IT’s time for a (very spoiler-heavy) contrary

Despite breaking box office records, new horror film IT doesn’t deserve the hype

 

By: Morgan Ratliff
Staff Writer

 

Against many odds, Andy Muschietti’s IT – Stephen King’s seminal horror novel turned movie– has taken the world by storm, shattering box office records while capturing the devoted attention of fans and critics alike. Truly, the only thing bigger than this movie’s box office take is IT’s forehead.9

Despite the relatively strong casting for those prickly, annoying kids, Bill Skarsgård as Pennywise the Dancing Clown was a main draw for many movie-goers. With everything from yellowy Sith eyes to a copyright infringement on author King’s buck teeth, he’s overtly and intentionally spooky. You know what’s not spooky? An old-school lookin’ clown. You know what’s spooky? An old-school lookin’ clown who happens to be Tim. I’m about as spooked by this iteration of Pennywise the Dancing Clown as I am by Nickeldumb the Leaping Buffoon. IT even speaks less than Bill, who can barely will the words from his mouth, and at times less intelligibly than a certain Western world leader. Although the (in more ways than one) horrific CGI usually spares him from needing dialogue, that doesn’t spare us from the CGI.

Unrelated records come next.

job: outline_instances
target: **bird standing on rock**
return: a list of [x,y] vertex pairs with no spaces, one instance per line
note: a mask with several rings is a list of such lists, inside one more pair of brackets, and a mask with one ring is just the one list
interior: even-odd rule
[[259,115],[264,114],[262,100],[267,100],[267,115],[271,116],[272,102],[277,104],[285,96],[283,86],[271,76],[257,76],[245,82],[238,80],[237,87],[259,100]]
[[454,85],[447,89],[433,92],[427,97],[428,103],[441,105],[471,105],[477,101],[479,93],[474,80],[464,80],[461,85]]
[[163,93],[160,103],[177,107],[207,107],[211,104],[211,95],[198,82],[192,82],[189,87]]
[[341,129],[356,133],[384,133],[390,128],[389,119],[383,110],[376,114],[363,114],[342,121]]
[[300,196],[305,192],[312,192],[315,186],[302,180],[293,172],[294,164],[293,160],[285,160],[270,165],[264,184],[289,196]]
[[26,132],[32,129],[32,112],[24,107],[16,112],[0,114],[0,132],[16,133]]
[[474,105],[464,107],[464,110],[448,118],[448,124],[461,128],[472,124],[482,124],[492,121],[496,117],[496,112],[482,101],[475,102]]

And what an ending. Congratulations, you all banded together into a collective state of misplaced fearlessness and from there IT cowered away. In fact, he partially crumbled into floaty space bits before dropping into some well. The kids conclude that IT is most likely dead, but IT only needs to eat every twenty-seven years and we humans generally eat a few times a day. Are they implying that IT will starve because of one poor feeding cycle? IT still got at least three or four kids, so IT had a snack to tide him over. The power of childhood magic may not bind them into adulthood, either – did anybody think to exchange even phone numbers, addresses, or anything? Hence, we wait for the sequel which was announced in an after-credits scene simultaneously unnecessary and downright discouraging. This should’ve been a three-and-a-half-hour-long Watchmen-esque affair. Now we’re stuck in an awkward position of paying to see what is practically the same material twice and we’ve lost out on the parallel, referential structure of the out-of-time narratives present in both the novel and TV miniseries.

All there is to look forward to in the sequel is the further dumbing-down of Mike – they already took away his research-oriented, history-minded self and molded it into some token killer. Muschietti actually announced that Mike will be a junkie using drugs to alter his mind in order to recall the events of the first film instead of, you know, being a meticulous, note-taking librarian with access to all the appropriate documentation to keep his memory fresh. That change is as pointless and stupid as a broken pencil wielded by someone who’s illiterate.

At least in this version we got Bill finding Georgie’s jacket, and the group comforted him in a collective moment of grief. It was a much more tactful form of bonding than them all jouncing (and I ain’t talking jump rope or trampolines) in grey water.

But hell, the kids don’t even remember much of their summer after all is said and done. If the Losers are allowed to suddenly forget this movie, and taking into consideration all of the disastrous filmmaking, then I’m allowed to forget why I ever bothered to pay for this over-hyped movie.